「如風伝」それは、風のように<八>

 終業の刻限を告げる鐘が鳴り、平時であれば日勤の官吏たちが帰途についている筈の中城に長靴が石畳を駆ける音が響く。かつかつと規則的に、けれど忙しなく鳴り渡る音に退庁を禁じられた官吏たちが一様に振り向く。文輝(ぶんき)と晶矢(しょうし)、右服(うふく)の二人の姿を見ると、彼らは当然のように道を譲ってくれたので目礼して三人は白帝廟(はくていびょう)まで全力で駆けた。中城は広いが、ただ駆けただけで息が乱れるほどではない。
 内府(ないふ)御史台(ぎょしだい)を飛び出した後、文輝たちは正門で自らの得物を返却してもらった。大夫(たいふ)付の通信士も同じように短剣を受け取っていたから御史台以前の所属は右官府だったのだろう。晶矢がそこまで見抜いて指名したとは思えなかったし、もしそうだったとしても通信士は現在の右官府の配置を知らない。ただ、時間との勝負になっている今、全力疾走で中城を巡る体力のない通信士では足手まといだったから、結果的に晶矢の判断は正しかったと言える。
 駆けながら文輝はその赤環(せきかん)の通信士へ幾つかの問いを投げかけた。
 取り敢えずは会話をするうえで必要な情報だと思い、名を訊く。
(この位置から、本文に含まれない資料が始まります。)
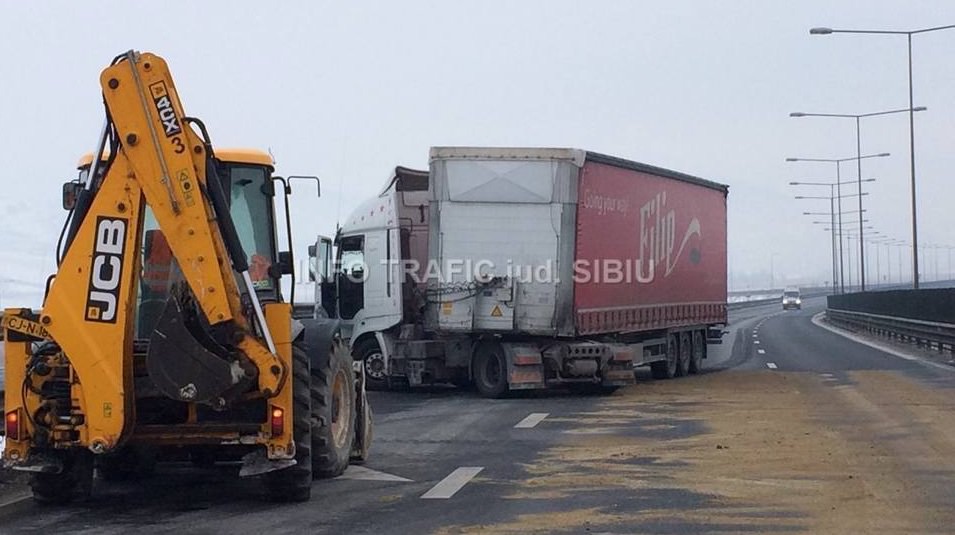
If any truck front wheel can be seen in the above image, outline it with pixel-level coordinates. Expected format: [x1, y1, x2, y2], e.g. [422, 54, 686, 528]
[472, 342, 507, 398]
[352, 338, 388, 390]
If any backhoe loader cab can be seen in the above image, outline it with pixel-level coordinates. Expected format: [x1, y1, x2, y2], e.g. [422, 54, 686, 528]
[2, 51, 371, 503]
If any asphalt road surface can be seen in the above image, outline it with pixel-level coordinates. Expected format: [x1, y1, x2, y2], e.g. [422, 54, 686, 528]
[0, 298, 955, 534]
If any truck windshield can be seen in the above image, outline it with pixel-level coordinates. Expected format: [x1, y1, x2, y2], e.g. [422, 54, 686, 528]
[227, 165, 274, 290]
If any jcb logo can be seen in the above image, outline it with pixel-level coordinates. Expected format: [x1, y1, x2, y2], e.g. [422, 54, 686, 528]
[149, 82, 182, 137]
[86, 217, 126, 323]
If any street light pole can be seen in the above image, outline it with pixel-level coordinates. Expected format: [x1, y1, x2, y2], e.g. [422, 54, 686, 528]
[789, 105, 927, 292]
[786, 155, 884, 293]
[809, 24, 955, 290]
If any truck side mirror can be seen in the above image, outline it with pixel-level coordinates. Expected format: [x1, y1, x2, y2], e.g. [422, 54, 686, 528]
[63, 180, 83, 210]
[278, 251, 293, 275]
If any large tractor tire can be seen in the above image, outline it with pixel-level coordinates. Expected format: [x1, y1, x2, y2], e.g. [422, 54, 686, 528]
[265, 345, 313, 502]
[30, 449, 93, 505]
[312, 338, 357, 478]
[690, 330, 706, 373]
[352, 337, 388, 390]
[471, 342, 508, 398]
[650, 334, 680, 379]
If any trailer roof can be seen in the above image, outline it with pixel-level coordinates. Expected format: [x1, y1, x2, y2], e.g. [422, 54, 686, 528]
[431, 147, 729, 195]
[587, 151, 729, 194]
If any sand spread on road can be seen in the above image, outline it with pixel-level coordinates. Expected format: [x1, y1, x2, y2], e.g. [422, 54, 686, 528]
[442, 370, 955, 534]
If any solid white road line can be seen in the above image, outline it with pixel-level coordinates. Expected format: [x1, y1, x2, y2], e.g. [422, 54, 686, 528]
[514, 412, 550, 429]
[421, 466, 484, 500]
[336, 464, 411, 483]
[812, 312, 955, 372]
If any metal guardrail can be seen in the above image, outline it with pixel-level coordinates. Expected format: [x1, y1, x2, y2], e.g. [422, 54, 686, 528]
[826, 308, 955, 352]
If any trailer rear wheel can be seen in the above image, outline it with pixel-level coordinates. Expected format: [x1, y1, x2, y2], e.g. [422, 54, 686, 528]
[472, 342, 507, 398]
[265, 344, 312, 502]
[312, 338, 356, 478]
[690, 330, 706, 373]
[676, 332, 692, 377]
[650, 334, 679, 379]
[30, 449, 93, 505]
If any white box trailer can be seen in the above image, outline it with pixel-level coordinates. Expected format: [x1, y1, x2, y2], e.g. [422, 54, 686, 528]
[325, 147, 727, 396]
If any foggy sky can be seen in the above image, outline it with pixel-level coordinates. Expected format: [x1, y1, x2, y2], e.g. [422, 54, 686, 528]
[0, 1, 955, 306]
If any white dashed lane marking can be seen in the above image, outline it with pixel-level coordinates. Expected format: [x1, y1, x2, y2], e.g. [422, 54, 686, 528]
[421, 466, 484, 500]
[514, 412, 550, 429]
[337, 464, 411, 483]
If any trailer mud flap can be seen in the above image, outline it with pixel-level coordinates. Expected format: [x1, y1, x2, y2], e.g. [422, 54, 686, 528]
[146, 298, 243, 403]
[351, 361, 372, 463]
[501, 343, 547, 390]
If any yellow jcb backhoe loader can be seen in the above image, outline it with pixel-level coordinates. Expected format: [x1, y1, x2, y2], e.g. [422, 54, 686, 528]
[2, 51, 371, 503]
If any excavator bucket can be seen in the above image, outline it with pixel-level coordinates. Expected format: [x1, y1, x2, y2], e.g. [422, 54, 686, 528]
[146, 296, 244, 406]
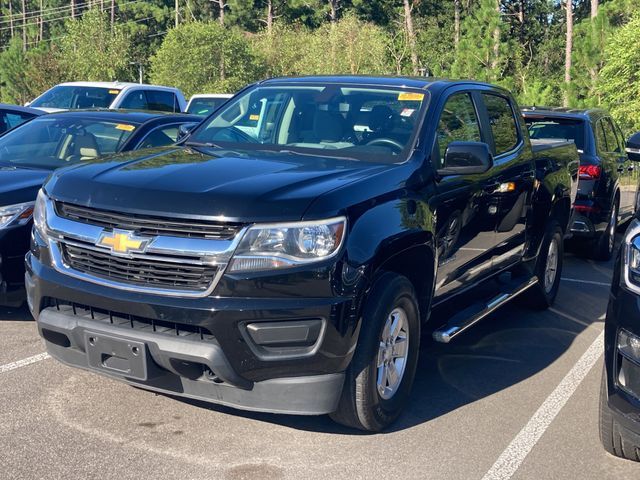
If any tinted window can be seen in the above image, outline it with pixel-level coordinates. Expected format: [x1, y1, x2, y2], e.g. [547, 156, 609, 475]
[482, 93, 518, 155]
[0, 115, 136, 169]
[436, 93, 480, 168]
[187, 84, 428, 162]
[136, 125, 178, 148]
[596, 120, 609, 153]
[187, 98, 229, 116]
[119, 90, 149, 110]
[30, 85, 120, 110]
[144, 90, 176, 112]
[525, 117, 584, 150]
[602, 118, 622, 153]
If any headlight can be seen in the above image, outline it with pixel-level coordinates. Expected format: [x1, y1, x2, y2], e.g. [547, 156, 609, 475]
[33, 189, 47, 238]
[622, 220, 640, 294]
[0, 202, 33, 229]
[229, 217, 347, 272]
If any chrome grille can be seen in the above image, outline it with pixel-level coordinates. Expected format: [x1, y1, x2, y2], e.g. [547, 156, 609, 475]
[60, 241, 218, 292]
[55, 202, 243, 240]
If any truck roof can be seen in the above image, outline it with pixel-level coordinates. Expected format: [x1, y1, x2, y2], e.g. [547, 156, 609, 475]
[522, 106, 608, 119]
[261, 75, 501, 90]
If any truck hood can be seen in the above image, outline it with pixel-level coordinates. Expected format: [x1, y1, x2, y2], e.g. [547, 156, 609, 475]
[0, 165, 51, 206]
[46, 147, 393, 222]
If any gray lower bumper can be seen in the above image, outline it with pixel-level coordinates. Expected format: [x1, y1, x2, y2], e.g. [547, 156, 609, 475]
[37, 307, 344, 415]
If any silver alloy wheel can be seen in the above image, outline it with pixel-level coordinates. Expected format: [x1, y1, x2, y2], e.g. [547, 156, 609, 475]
[544, 236, 558, 294]
[376, 307, 409, 400]
[608, 205, 618, 252]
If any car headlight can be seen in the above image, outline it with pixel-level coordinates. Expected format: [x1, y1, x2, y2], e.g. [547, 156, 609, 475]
[0, 202, 33, 229]
[33, 189, 47, 238]
[622, 220, 640, 293]
[229, 217, 347, 272]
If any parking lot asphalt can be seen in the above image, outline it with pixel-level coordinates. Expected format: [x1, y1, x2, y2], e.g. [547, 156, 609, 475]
[0, 237, 640, 480]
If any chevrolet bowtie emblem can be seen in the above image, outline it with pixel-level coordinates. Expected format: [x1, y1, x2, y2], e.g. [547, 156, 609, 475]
[96, 230, 151, 255]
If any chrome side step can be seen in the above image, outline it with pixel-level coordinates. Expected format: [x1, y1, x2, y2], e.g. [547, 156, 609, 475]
[433, 277, 538, 343]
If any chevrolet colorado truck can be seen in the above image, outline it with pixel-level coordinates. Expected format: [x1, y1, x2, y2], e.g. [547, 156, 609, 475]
[25, 76, 579, 431]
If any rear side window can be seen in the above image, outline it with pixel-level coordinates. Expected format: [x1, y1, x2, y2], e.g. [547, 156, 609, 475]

通信士は淡々と「梅志峰(ばい・しほう)と申します」と答えた。その名の持つ意味を通信士が説明するまでもない。大夫付の通信士もまた罪科(つみとが)の読替(よみかえ)を背負った天才の一人だということを察する。
 文輝は志峰に何と返すべきか戸惑い、結局は沈黙が返答として受け取られた。その礼を失した返答に志峰は顔色一つ変えることなく、まるで遠くの出来ごとでも知ったような態度で「お気になさいますな」と言う。文輝が取り繕いの言葉を探していると志峰はそれさえも遮るように静かに語りだす。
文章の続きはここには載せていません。